As I wrote, as the data changed, so did Dr. Fauci’s opinion — your political leaning determines whether this is a volte-face or just a reconsideration. Also, the concept of herd immunity was based on measles, which promotes a longer-lasting immunological defense and shows few mutations, two properties that we know now COVID-19 does not share.

There are so many other examples; consider the Great Barrington statement. They too based their recommendation on the concept of herd immunity,

“They argued that this policy would more easily lead to ‘herd immunity’ which would ultimately protect the elderly and infirm.”

But they wanted to apply it in a more strategic and targeted way to hopefully reduce the economic costs of the pandemic. Dr. Jay Bhattacharya, one of the authors of the statement, readily talks about his war wounds,

I had to review and rethink every aspect of my life, and there were some very difficult times,” he said. “It’s our crucible.”

Play the doctor card

It turns out that my surgical training prepared me for aspects of life that I hadn’t anticipated. Having had my share of “podium moments” and endured “the slingshots and arrows of outrageous fortune”, I am no longer as quick to judge as I once was. I’ve learned that the best of plans can quickly go south and there’s not much you can do to stop the slide. It’s easy to comment with hindsight, even more so when you’ve never really experienced one of your decisions leading to the death of a patient in your care.

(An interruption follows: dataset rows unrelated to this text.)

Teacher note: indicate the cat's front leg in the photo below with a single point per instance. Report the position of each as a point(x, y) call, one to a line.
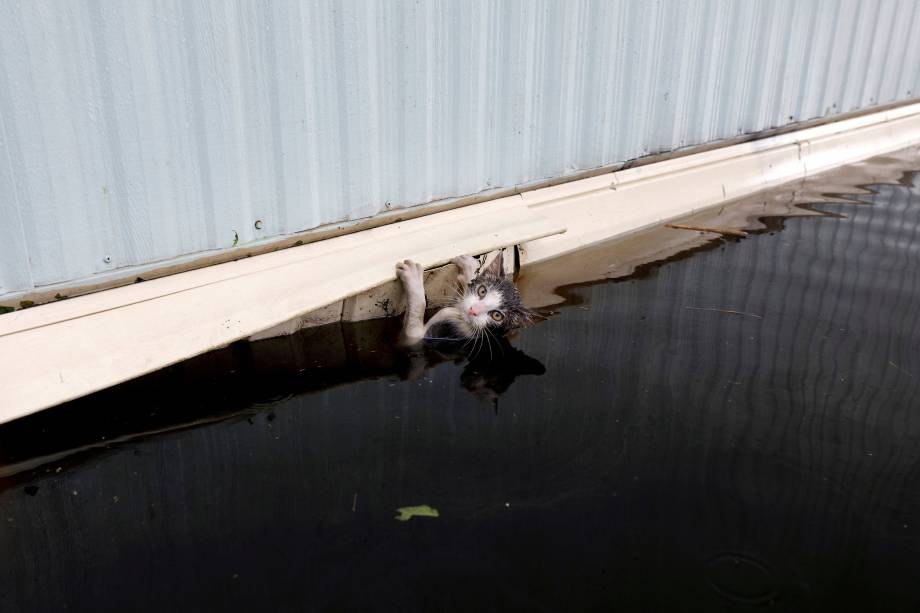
point(468, 266)
point(410, 274)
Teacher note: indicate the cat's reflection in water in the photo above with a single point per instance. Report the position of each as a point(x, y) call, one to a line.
point(488, 372)
point(474, 327)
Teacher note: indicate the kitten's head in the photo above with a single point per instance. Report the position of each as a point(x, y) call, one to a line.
point(491, 302)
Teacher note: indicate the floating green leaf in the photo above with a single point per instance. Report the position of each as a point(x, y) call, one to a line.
point(422, 510)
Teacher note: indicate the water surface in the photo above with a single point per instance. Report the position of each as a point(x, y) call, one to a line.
point(735, 426)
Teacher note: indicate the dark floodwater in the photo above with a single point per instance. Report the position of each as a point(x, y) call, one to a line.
point(672, 456)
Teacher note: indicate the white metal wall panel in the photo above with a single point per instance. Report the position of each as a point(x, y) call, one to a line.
point(138, 131)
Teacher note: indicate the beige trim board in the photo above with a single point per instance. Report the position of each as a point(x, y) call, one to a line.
point(64, 350)
point(627, 201)
point(60, 351)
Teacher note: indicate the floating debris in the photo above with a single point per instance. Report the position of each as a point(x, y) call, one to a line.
point(422, 510)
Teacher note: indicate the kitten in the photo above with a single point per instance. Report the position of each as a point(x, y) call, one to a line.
point(487, 307)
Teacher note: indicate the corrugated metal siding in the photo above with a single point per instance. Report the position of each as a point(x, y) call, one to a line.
point(134, 132)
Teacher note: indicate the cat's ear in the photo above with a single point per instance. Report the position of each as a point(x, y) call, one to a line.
point(495, 268)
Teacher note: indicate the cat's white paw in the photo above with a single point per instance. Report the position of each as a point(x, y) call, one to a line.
point(410, 273)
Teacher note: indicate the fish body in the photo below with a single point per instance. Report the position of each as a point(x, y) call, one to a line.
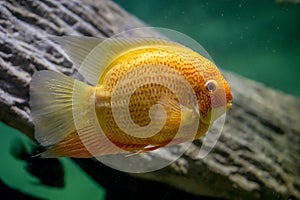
point(137, 98)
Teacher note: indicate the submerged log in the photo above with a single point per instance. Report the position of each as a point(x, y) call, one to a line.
point(257, 155)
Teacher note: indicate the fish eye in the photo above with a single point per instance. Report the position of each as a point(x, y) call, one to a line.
point(211, 85)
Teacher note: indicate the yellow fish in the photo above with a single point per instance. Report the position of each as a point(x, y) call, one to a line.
point(140, 93)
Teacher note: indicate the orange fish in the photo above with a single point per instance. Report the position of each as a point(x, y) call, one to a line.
point(140, 93)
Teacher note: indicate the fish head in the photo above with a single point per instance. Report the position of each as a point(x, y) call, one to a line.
point(216, 97)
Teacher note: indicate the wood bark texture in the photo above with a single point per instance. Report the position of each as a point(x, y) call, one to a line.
point(257, 155)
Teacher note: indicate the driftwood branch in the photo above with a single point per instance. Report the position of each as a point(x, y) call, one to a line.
point(257, 155)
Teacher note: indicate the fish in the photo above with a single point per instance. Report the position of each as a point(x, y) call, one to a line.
point(137, 95)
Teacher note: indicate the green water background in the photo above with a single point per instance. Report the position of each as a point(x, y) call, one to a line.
point(257, 39)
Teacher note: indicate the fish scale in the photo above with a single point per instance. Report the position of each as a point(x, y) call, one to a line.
point(150, 82)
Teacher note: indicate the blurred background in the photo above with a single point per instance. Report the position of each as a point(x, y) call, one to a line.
point(257, 39)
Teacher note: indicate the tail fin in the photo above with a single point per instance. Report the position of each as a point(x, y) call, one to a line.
point(51, 102)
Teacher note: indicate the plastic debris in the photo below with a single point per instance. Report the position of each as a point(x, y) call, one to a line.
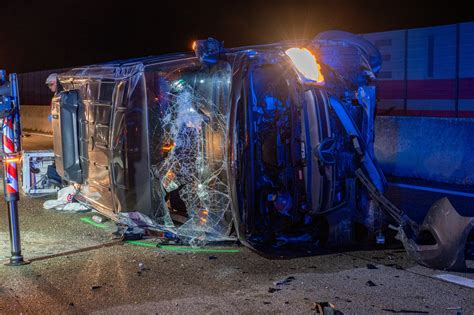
point(285, 281)
point(99, 219)
point(325, 308)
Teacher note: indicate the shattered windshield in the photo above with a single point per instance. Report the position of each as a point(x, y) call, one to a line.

Very few of the commentators who talk about what we should and shouldn’t have actually made life or death decisions for someone right in front of them physically and temporally. They should be more humble. As we continue to try to understand our response to the pandemic, we must remember the work of René Leriche, a French vascular surgeon.

“Every surgeon carries within him a little cemetery, where he goes to pray from time to time – a place of bitterness and regret, where he must seek an explanation for his failures.”

We must show compassion to ourselves and to our adversaries. In most cases, we did what we thought was best.